PT Pertamina (Persero) mengajukan tambahan insentif sebesar Rp110 per liter untuk penerapan wajib biodiesel B35 yang sudah berjalan sejak Februari 2023.
Insentif tambahan ini untuk mengurangi beban pembangunan infrastruktur tambahan seperti penyediaan tempat penyimpanan hingga pipa distribusi. Selain itu, pemberian insentif juga dimaksudkan untuk menutup biaya pencampuran atau blending refining.
Direktur Utama PT Pertamina, Nicke Widyawati mengatakan, infrastruktur kilang Pertamina hanya mampu mengolah campuran biodiesel maksimal 30% dari fatty acid methyl ester atau FAME palm oil menjadi komposisi bahan bakar solar. Di sisi lain, B35 berimplikasi pada peningkatan FAME sebesar 1,4 juta kiloliter (kl).

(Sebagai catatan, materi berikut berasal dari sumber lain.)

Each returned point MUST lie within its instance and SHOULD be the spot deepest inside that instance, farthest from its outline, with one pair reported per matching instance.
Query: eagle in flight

“Kalau ditambah B35 dan B40, tentu kita perlu tambahan storage, kemudian pipanya juga diperbesar. Artinya kita harus membangun infrastruktur tambahan,” ujar Nicke dalam Rapat Dengar Pendapat (RDP) dengan Komisi VII DPR, Selasa ( 7/7). 2).
Nicke menambahkan, selama ini Pertamina belum mendapatkan insentif dari implementasi biodiesel, terutama dalam implementasi program B30 dan B35. Insentif dalam program biodiesel hanya diterima oleh pengusaha FAME ketika ada selisih harga antara harga FAME dan solar.
Selisih harga dibayar oleh Badan Pengelola Dana Perkebunan Kelapa Sawit (BPDPKS). “Pertamina beli FAME dengan harga maksimal solar. Kami butuh insentif baru karena dari yang sudah ada belum dapat apa-apa,” kata Nicke.
Program wajib B35 mulai diterapkan secara bertahap sejak awal tahun ini. Tahap pertama telah dilakukan sejak Februari di empat wilayah operasi Pertamina.
Empat wilayah tersebut adalah wilayah I Sumatera Utara, wilayah II Sumatera Selatan, wilayah VIII Maluku, Maluku Utara, Papua, dan sebagian wilayah V Bali dan Nusa Tenggara.
Selanjutnya periode atau pemekaran kedua akan dimulai pada bulan Agustus di wilayah III Jawa Barat, wilayah IV Jawa Tengah, wilayah VII Sulawesi Selatan dan sebagian wilayah V Jawa Timur dan Madura. Kesenjangan enam bulan dimaksudkan untuk melakukan penyesuaian infrastruktur.